Re: Hive skewed tables

2013-11-14 Thread Rajesh Balamohan
I mentioned that as it scanned all files based on hdfs bytes read.. Table
is not compressed and hdfs bytes read matched the data size in the
partition.

I had bucketing enabled.   But somehow when I joined with another table it
had long tail issue where most of the data went to single reducer.   Hence
I thought of using skewed join..
On Nov 14, 2013 11:33 AM, Nitin Pawar nitinpawar...@gmail.com wrote:

 how did u check its looking at all files inside the partition?
 If you want more restriction on limit on filse to be accessed, you can
 bucket them as well. That way you really dont have to worry about which
 data is skewed and let the framework handle it.



 On Thu, Nov 14, 2013 at 11:16 AM, Rajesh Balamohan 
 rajesh.balamo...@gmail.com wrote:

 Thanks Nitin.   I have only one partition in this table for testing.   I
 thought within the partition it will scan only certain files based on
 skewed fields.   However it is scanning the entire data within the
 partition.
  On Nov 14, 2013 9:38 AM, Nitin Pawar nitinpawar...@gmail.com wrote:

 In my understanding,
 when you are saying scanning entire dataset it is looking at all your
 partitions because your data has been partitioned by the date column.

 A skewed table is a table where there will be different files created
 for all your skewed keys in all the partitions.
 So for your query it will look at all partitions.

 The setting you have kept is only applicable to join queries as it
 clearly says skewjoin.  Non join queries it does not have an affect.


 Thanks,
 Nitin




 On Thu, Nov 14, 2013 at 6:35 AM, Rajesh Balamohan 
 rajesh.balamo...@gmail.com wrote:

 Hi All,

 I have the following skewed table addresses_1

 select id, count(*) c from addresses_1 group by id order by c desc
 limit 10;
 1426246531554806
 198477395958492
 102641838220181
 138947865211331
 156483436193429
 96411677179771
 210082076168033
 800174765152421
 139116901141207
 704352025137263

 I was able to create the following table with the skew information.
 And I was able to load the data into the table as well.

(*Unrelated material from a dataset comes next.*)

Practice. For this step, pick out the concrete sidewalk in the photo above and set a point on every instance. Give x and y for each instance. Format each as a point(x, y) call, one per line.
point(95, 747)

  CREATE  TABLE skew_addresses_1(
   id bigint,
   address_id bigint,
   address_lines string,
   city string,
   state string,
   postal_code string,
   country string,
   latitude string,
   longitude string,
   ) PARTITIONED BY (dateTS string) SKEWED BY (id) ON (142624653,
 198477395, 102641838, 138947865, 156483436, 96411677, 210082076, 800174765,
 139116901, 704352025)
stored as rcfile;

 select id,count(*) c from skew_addresses_1 where id=142624653 group by
 id order by c limit 10;

 *However, at the time of running select query,  entire dataset is
 scanned. * I thought only the relevant dataset (with skew information
 will be scanned).  Am I missing anything here?  Any help will be
 appreciated.  I am using Hive 10.x

 I have enabled hive.optimize.skewjoin.compiletime=true and I can see
 the skew information populated in SKEWED_COL_NAMES in metadata.  But there
 is no information in SKEWED_COL_VALUE_LOC_MAP table.


 --
 ~Rajesh.B




 --
 Nitin Pawar




 --
 Nitin Pawar



Hive skewed tables

2013-11-13 Thread Rajesh Balamohan
Hi All,

I have the following skewed table addresses_1

select id, count(*) c from addresses_1 group by id order by c desc limit 10;
1426246531554806
198477395958492
102641838220181
138947865211331
156483436193429
96411677179771
210082076168033
800174765152421
139116901141207
704352025137263

I was able to create the following table with the skew information.  And I
was able to load the data into the table as well.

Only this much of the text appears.